Link to Pubmed [PMID] – 12032323
Proc. Natl. Acad. Sci. U.S.A. 2002 May;99(11):7566-9
Nuclear mtDNA sequences (numts) are a widespread family of paralogs evolving as pseudogenes in chromosomal DNA [Zhang, D. E. & Hewitt, G. M. (1996) TREE 11, 247-251 and Bensasson, D., Zhang, D., Hartl, D. L. & Hewitt, G. M. (2001) TREE 16, 314-321]. When trying to identify the species origin of an unknown DNA sample by way of an mtDNA locus, PCR may amplify both mtDNA and numts. Indeed, occasionally numts dominate confounding attempts at species identification [Bensasson, D., Zhang, D. X. & Hewitt, G. M. (2000) Mol. Biol. Evol. 17, 406-415; Wallace, D. C., et al. (1997) Proc. Natl. Acad. Sci. USA 94, 14900-14905]. Rhesus and cynomolgus macaque mtDNA haplotypes were identified in a study of oral polio vaccine samples dating from the late 1950s [Blancou, P., et al. (2001) Nature (London) 410, 1045-1046]. They were accompanied by a number of putative numts. To confirm that these putative numts were of macaque origin, a library of numts corresponding to a small segment of 12S rDNA locus has been made by using DNA from a Chinese rhesus macaque. A broad distribution was found with up to 30% sequence variation.
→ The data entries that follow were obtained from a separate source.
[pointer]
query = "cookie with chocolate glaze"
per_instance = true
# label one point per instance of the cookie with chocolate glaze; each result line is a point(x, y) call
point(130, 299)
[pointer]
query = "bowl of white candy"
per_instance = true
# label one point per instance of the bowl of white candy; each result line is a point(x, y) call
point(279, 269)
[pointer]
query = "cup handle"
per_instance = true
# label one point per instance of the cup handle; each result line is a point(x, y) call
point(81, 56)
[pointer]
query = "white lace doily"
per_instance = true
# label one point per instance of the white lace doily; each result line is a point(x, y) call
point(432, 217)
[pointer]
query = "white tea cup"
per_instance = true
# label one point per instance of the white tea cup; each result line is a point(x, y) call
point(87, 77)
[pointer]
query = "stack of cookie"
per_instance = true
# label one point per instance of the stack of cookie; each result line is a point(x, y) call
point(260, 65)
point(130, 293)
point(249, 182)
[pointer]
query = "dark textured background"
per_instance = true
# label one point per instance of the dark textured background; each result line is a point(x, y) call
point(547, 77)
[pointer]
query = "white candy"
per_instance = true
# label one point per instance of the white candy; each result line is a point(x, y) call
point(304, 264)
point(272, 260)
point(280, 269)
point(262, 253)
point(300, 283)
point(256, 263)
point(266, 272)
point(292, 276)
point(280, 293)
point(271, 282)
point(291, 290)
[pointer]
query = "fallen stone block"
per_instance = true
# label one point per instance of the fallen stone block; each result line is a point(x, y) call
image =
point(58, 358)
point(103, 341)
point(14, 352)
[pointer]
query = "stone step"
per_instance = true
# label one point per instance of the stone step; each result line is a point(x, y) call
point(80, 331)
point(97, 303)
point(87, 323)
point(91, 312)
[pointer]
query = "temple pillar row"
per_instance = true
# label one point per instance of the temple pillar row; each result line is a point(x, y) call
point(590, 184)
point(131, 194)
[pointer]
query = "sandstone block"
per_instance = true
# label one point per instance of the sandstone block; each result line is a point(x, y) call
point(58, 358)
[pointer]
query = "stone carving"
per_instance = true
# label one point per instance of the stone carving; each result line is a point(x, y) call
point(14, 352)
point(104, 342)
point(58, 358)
Phylogenetic analysis showed that the evolutionary trajectories of numts and bona fide mtDNA haplotypes do not overlap with the signal exception of the host species; mtDNA fragments are continually crossing over into the germ line. In the case of divergent mtDNA sequences from old oral polio vaccine samples [Blancou, P., et al. (2001) Nature (London) 410, 1045-1046], all were closely related to numts in the Chinese macaque library.